The Brighton 18-year-old we feature on today’s front page left his job in an Adidas store, went for a farewell carvery lunch with sixth-form friends and told them he was off to visit relatives in Libya. Instead he headed to Syria to fight for the rebels with two of his brothers, aged 16 and 20, against the forces of Bashar al-Assad.
His parents say they did not know he was in Syria and only found out on Facebook on Monday that he had been killed – a photo circulated among school friends showing Abdullah Deghayes dead.
“I never encouraged my sons to go. We are very sad for the loss of Abdullah,” said his devastated father Abubakr yesterday, speaking in Saltdean, a village on the chalk cliffs of East Sussex. “I can at least take some comfort from the fact that he went for a just cause to protect those that are killed or dying and need help.”
An estimated 400 young British men are believed to have travelled to Syria over the past couple of years, with intelligence chiefs warning that some have gone to wage “jihad” and will return radicalised.
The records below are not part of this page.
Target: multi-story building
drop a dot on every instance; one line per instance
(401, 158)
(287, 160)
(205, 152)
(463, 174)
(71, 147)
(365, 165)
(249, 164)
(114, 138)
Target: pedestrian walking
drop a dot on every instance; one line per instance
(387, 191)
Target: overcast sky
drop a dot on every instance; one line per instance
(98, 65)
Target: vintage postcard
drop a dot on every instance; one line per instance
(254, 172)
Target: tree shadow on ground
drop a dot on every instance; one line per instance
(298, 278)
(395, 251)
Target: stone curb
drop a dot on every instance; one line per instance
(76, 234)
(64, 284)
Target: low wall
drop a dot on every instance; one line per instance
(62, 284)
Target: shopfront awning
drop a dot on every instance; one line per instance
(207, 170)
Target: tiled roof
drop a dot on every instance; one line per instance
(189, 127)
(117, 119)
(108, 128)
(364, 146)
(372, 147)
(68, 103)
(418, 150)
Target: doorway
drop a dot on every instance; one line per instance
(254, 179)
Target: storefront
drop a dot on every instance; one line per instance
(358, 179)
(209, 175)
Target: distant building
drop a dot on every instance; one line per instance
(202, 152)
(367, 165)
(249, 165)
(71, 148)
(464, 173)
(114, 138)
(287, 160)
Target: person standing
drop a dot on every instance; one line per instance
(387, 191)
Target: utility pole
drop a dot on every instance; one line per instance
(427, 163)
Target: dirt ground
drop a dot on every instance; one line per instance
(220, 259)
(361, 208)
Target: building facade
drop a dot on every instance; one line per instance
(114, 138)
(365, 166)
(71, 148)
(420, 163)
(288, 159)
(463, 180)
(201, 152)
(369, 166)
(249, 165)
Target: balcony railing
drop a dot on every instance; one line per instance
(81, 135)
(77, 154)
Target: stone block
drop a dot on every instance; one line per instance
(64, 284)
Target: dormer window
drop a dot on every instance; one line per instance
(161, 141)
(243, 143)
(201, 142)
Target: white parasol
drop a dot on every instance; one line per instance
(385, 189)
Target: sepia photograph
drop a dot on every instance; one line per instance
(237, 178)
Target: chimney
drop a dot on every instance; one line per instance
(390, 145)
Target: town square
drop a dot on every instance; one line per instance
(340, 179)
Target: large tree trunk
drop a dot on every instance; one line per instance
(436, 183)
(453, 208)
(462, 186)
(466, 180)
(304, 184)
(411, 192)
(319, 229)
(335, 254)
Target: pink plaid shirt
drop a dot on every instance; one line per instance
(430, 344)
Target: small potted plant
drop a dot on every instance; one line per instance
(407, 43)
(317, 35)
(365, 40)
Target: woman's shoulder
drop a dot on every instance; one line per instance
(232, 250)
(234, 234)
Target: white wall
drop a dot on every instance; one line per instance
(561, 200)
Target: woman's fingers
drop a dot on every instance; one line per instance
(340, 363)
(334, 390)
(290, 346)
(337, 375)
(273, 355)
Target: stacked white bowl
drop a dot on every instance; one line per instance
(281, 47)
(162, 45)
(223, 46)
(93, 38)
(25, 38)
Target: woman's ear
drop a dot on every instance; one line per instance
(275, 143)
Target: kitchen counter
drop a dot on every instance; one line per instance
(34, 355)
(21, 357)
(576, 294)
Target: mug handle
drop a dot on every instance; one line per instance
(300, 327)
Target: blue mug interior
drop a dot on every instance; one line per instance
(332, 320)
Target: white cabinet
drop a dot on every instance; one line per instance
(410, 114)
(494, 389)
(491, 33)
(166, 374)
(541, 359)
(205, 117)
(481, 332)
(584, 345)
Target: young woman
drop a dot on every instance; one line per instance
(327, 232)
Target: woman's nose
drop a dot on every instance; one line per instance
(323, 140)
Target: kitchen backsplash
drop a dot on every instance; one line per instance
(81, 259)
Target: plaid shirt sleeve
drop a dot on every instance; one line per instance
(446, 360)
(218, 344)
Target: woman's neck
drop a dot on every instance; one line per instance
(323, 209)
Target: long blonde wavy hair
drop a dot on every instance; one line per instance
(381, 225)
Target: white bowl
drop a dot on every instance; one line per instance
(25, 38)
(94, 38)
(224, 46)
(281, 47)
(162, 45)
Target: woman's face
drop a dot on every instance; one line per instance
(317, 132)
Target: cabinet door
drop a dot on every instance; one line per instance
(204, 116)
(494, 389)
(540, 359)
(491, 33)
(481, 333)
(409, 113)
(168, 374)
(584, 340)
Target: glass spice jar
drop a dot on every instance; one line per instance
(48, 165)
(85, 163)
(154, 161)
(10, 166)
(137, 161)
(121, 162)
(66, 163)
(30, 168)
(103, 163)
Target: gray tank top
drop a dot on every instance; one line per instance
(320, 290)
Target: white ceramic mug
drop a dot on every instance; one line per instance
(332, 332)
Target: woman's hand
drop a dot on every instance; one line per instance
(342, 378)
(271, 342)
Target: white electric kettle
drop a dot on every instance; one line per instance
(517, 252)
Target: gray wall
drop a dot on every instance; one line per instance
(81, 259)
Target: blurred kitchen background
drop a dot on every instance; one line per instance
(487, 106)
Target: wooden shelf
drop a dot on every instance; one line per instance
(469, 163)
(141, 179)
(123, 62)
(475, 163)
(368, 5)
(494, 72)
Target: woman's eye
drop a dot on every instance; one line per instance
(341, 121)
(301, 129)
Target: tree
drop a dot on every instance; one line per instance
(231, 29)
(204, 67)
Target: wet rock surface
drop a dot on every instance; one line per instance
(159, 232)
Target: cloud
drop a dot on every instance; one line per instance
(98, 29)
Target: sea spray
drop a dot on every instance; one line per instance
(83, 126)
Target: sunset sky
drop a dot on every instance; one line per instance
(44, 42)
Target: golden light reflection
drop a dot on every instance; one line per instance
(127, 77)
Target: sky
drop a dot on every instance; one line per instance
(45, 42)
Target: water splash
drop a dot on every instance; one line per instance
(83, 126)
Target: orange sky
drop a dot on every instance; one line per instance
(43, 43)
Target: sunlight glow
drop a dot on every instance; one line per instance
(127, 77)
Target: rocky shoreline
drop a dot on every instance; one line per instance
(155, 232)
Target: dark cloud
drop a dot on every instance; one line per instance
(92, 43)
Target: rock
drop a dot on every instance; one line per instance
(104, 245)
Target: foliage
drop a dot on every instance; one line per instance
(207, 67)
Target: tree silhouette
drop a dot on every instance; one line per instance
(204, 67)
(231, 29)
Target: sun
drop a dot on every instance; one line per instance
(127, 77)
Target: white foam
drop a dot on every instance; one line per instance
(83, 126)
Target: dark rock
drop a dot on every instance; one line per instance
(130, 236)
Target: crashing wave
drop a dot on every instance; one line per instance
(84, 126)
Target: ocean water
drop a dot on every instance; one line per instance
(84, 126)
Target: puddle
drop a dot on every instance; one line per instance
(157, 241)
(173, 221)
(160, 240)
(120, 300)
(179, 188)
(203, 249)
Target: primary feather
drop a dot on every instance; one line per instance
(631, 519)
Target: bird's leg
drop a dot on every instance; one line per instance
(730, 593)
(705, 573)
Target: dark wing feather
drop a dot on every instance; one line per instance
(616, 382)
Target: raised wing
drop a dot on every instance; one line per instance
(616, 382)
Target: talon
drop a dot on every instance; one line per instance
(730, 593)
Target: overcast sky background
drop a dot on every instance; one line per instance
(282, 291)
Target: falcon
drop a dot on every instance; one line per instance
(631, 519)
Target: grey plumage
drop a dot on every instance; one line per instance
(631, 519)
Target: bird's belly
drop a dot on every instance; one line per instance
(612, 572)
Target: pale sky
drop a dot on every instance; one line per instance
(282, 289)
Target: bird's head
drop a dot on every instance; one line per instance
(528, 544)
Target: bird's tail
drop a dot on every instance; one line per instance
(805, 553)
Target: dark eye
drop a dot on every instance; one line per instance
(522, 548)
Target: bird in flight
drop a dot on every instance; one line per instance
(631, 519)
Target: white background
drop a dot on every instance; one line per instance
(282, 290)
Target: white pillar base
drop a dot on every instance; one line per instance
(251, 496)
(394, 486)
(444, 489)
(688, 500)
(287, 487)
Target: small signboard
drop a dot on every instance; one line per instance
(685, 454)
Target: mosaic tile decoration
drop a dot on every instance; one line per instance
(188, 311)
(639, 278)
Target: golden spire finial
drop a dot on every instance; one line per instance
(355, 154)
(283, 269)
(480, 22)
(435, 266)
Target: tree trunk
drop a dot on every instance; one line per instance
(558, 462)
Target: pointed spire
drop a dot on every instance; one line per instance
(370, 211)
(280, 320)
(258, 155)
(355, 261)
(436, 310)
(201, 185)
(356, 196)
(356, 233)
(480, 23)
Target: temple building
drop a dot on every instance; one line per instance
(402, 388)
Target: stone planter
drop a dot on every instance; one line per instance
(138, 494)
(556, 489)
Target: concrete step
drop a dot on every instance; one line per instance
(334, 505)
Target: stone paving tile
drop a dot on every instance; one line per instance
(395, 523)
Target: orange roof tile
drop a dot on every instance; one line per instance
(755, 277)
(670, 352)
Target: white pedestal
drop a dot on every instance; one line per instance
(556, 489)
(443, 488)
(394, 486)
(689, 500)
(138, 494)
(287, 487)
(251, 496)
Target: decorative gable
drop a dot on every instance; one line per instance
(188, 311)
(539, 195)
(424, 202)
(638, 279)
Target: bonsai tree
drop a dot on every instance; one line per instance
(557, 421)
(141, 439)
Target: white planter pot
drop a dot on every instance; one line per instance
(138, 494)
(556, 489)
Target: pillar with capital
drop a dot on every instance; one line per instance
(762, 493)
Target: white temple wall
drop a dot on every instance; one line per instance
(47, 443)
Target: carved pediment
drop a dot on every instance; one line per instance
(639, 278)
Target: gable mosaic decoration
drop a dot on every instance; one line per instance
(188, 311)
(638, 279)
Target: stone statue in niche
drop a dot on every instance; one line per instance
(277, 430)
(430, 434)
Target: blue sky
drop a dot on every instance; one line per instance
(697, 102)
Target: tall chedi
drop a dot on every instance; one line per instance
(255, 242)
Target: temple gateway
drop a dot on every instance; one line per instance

The intelligence services have also intercepted British-Muslim men from the Midlands and Yorkshire in Afghanistan.
When Abdullah was a young boy his uncle was held in Guantanamo Bay. But based on what we currently know it is wrong to label him a “jihadi” – if we take the common-English definition of a jihadi as a radicalised Islamist fighter or self-defined holy warrior. As we went to press, no evidence had emerged of Abdullah having radical links in the UK.
Western security officials have previously remarked on how difficult it is to establish whether British fighters in Syria have joined moderate rebel groups, or extremists. In this case, his brothers hold some of the answers: 20-year-old Amer, who has been shot in the stomach, and younger sibling Jaffar, 16. That will be some conversation with their parents.